Régine Detambel utilise aussi l’écriture et les arts plastiques pour amener les « patients » à s’exprimer.

« Je travaille à partir de la force et de l’énergie du texte », ajoute Régine Detambel, qui forme des gens – enseignants, psychologues, bibliothécaires – d’un peu partout dans la francophonie. 

« Pas besoin d’être malade pour assister à un atelier de bibliothérapie. Tout le monde a besoin de nourrir son psychisme. »

— Régine Detambel

BIBLIOTHÉRAPEUTE AMBULANTE

Au Québec, le phénomène en est encore à ses balbutiements. C’est en écoutant une entrevue avec Marc-Alain Ouaknin (auteur de Bibliothérapie – Lire, c’est guérir) que Katy Roy a découvert la thérapie par les livres. Cette diplômée en littérature, qui s’intéresse aussi à la psychologie et à la philosophie, a fondé La Bibliothèque Apothicaire en 2009.

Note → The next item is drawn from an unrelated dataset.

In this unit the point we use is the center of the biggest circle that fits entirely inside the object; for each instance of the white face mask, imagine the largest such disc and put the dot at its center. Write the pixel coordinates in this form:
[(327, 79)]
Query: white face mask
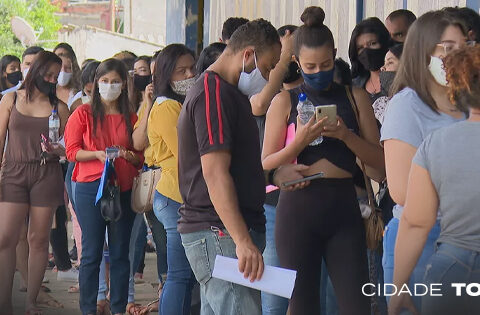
[(109, 92), (437, 70), (85, 99), (64, 78), (181, 87), (251, 83)]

Elle favorise une approche symbolique et propose des consultations individuelles ou de groupe ainsi que des rencontres spontanées en entreprise, dans les bibliothèques et les lieux publics (elle était l’invitée du festival de littérature Metropolis Bleu l’an dernier). Elle offre aussi ses séminaires en établissement, comme à l’Institut de réadaptation en déficience physique de Québec.

« De tout temps, on a utilisé des contes pour mieux se connaître et prendre soin de soi, observe Katy Roy, qui est étudiante au doctorat en psychologie. Dans les rencontres que je propose, on part de la problématique identifiée par la personne et on utilise un conte, un poème ou un extrait de roman pour lancer l’échange. Ça aide les gens à identifier les défis dans leur vie et trouver en eux les ressources pour les relever. »

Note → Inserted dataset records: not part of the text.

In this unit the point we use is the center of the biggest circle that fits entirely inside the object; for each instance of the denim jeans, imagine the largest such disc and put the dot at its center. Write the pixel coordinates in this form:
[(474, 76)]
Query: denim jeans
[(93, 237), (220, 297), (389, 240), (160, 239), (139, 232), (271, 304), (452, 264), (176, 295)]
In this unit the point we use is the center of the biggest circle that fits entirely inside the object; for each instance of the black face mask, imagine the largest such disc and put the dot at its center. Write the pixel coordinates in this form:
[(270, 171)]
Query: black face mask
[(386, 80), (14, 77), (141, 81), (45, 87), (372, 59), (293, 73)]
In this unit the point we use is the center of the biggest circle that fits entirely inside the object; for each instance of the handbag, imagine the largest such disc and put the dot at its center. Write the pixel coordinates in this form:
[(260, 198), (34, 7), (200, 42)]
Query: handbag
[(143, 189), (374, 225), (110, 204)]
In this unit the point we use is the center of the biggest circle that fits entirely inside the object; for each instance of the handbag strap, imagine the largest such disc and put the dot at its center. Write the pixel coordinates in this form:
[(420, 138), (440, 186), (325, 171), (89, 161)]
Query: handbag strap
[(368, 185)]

Un livre peut-il remplacer une thérapie ?

Catherine Éthier est étudiante au doctorat en psychologie à l’Université du Québec à Trois-Rivières. Ces jours-ci, elle achève sa thèse qui portera sur l’efficacité d’un livre de bibliothérapie auprès de gens souffrant de troubles anxieux. Elle a donc fait lire Le piège du bonheur de Russ Harris, un best-seller de croissance personnelle traduit en 22 langues, à six personnes durant six semaines. « Ce livre est utilisé par les thérapeutes en complément d’un suivi, explique Catherine Éthier, mais il n’a jamais été testé empiriquement. »

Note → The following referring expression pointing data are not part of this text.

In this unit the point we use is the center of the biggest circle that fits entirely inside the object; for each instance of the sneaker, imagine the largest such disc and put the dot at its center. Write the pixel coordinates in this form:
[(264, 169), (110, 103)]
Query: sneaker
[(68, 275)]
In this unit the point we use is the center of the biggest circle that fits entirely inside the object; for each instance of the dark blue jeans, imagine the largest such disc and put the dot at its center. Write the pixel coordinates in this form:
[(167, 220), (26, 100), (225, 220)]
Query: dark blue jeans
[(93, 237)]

La chercheuse a pris des mesures avant, pendant et après la lecture du livre. Les participants devaient également répondre à des questions tous les jours. « Les livres de croissance personnelle peuvent être efficaces pour traiter l’anxiété, la dépression légère ainsi que des problématiques liées à l’alimentation ou à la sexualité. Ce qui est nouveau avec notre étude, c’est qu’on essaie de voir s’ils peuvent être un bon outil d’autotraitement. » Catherine Éthier présentera ses résultats dans le cadre du colloque de l’ACFAS le printemps prochain.

C’est quoi, la bibliothérapie ?

C’est un pasteur de l’Église unitarienne, Samuel McChord Crothers, qui a utilisé le mot « bibliothérapie » pour la première fois, dans le magazine The Atlantic, en septembre 1916. Mais c’est seulement en 1966 que l’Association of Hospital and Institution Libraries a officiellement reconnu le terme en le définissant comme « l’utilisation de lectures choisies comme soutien dans le cadre d’un traitement thérapeutique en médecine ou en psychiatrie », ou encore des « lectures dirigées qui peuvent contribuer à la résolution de problèmes personnels ». Depuis 1983, aux États-Unis, il existe même une Association nationale de bibliothérapeutes qui accrédite ses praticiens, alors qu’au Canada, ceux qui s’intéressent à la bibliothérapie sont membres de la Canadian Applied Literature Association.